KalmanFilter
Kalman Filter

This is a Java implementation of the discrete discrete Kalman filter or most commonly referred to as the regular Kalman Filter. In case of a linear model, the filter will serve as a regular Kalman filter and in the case of a non linear model the code will serve as an extended Kalman Filter. The Kalman filter is of square root flavour. Square root does not change the math behind the algorithm, but ensures that numerical rounding errors that are natural to a computer do not prevent the computed covariance matrices maintaining their property of being positive semi definite.

The Java implementation here is standalone meaning that you do not need to import any other extra libraries. All the code is contained here including the basic matrix operations, QR decompositions, basic solvers and so forth. The basic matrix operations were implemented based on Numerical Linear Algebra by Trefethen and Bau.

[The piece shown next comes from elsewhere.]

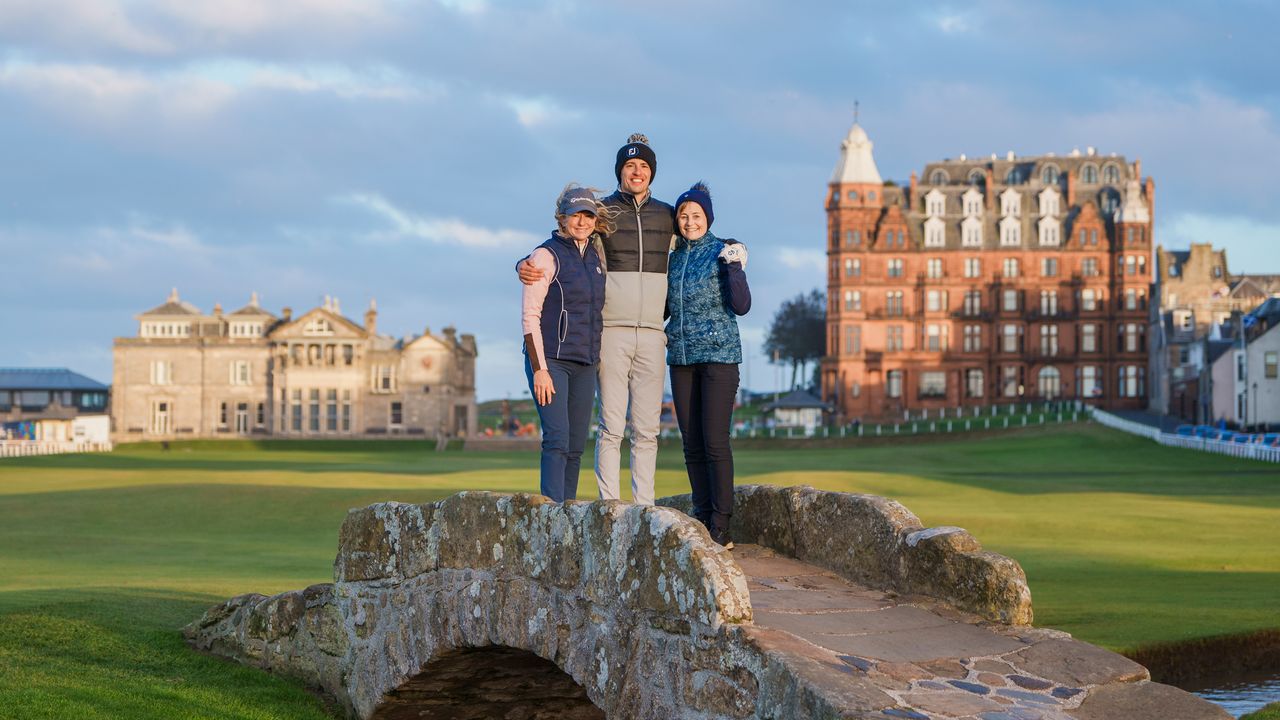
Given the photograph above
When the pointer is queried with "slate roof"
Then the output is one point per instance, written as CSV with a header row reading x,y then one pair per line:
x,y
48,378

The code here was verified against already existing and tested Python implementation in examples directory by running ./script.sh. The output is:

difference between Java and Python ddekf implementation:
max relative error for estimates: 4.5871854250104974e-12
max relative error for covariances: 2.0008819506531873e-13

The max relative error between the computed estimates and covariances of the Python and Java implementations is very small meaning that the Java code was accurately implemented with respect to the Python code.

How to use

The explanation here will be succinct and assumes the reader has a familiarity with the Kalman filter.

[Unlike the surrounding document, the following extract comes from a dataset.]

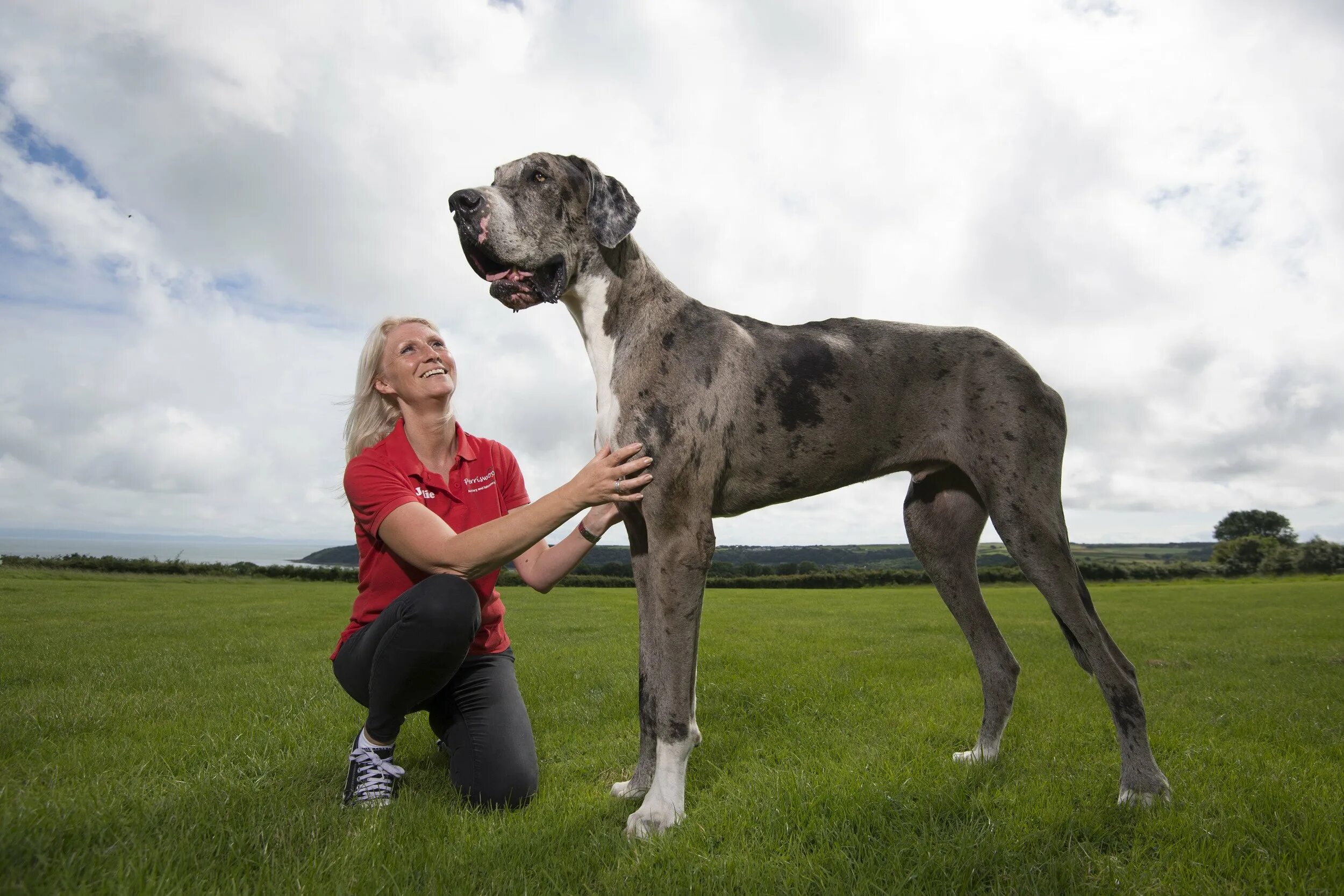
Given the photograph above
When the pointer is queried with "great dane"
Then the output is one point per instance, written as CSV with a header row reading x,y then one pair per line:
x,y
740,414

The example test2.java in examples directory is a good example to see how to implement code for your own context. Just copy the java files in java_implementation directory to your project.

You first need a model which is defined by class Function (or its subclass in the case of test2.java). In this class you need to define a next method which computes x_{k+1} = next(x_k,k) and another method that computes the Jacobian. You can use Function's constructor to define constants/matrices that might be needed for your computations. All Matrix based operations can be found in the custom Matrix.java.

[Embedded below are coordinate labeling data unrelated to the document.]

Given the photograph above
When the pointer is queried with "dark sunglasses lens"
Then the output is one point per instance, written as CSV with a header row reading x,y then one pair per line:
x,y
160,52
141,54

Your model requires to define the process noise matrix Q and its sensor noise matrix R. However, as seen in the example you need to provide the root of the matrices (Cholesky decomposition transposed) to the ddekf function. Unfortunately, Cholesky decomposition was not included in the code here so in test2.java these root matrices are entered manually. The Cholesky should not be too hard to implement if really needed.

In addition, you need to provide observation matrix C, the initial estimate and initial covariance estimate (its root). Finally, you need to provide the array of measurements. The output will be a two dimensional array where the first row is the estimates with column n of array representing the nth timestep's estimate while the second row are the covariances.

To run the Kalman filter in a realtime setting see the implementation of ddekf and extract the calls of updatePhase and predictPhase to your relevant context.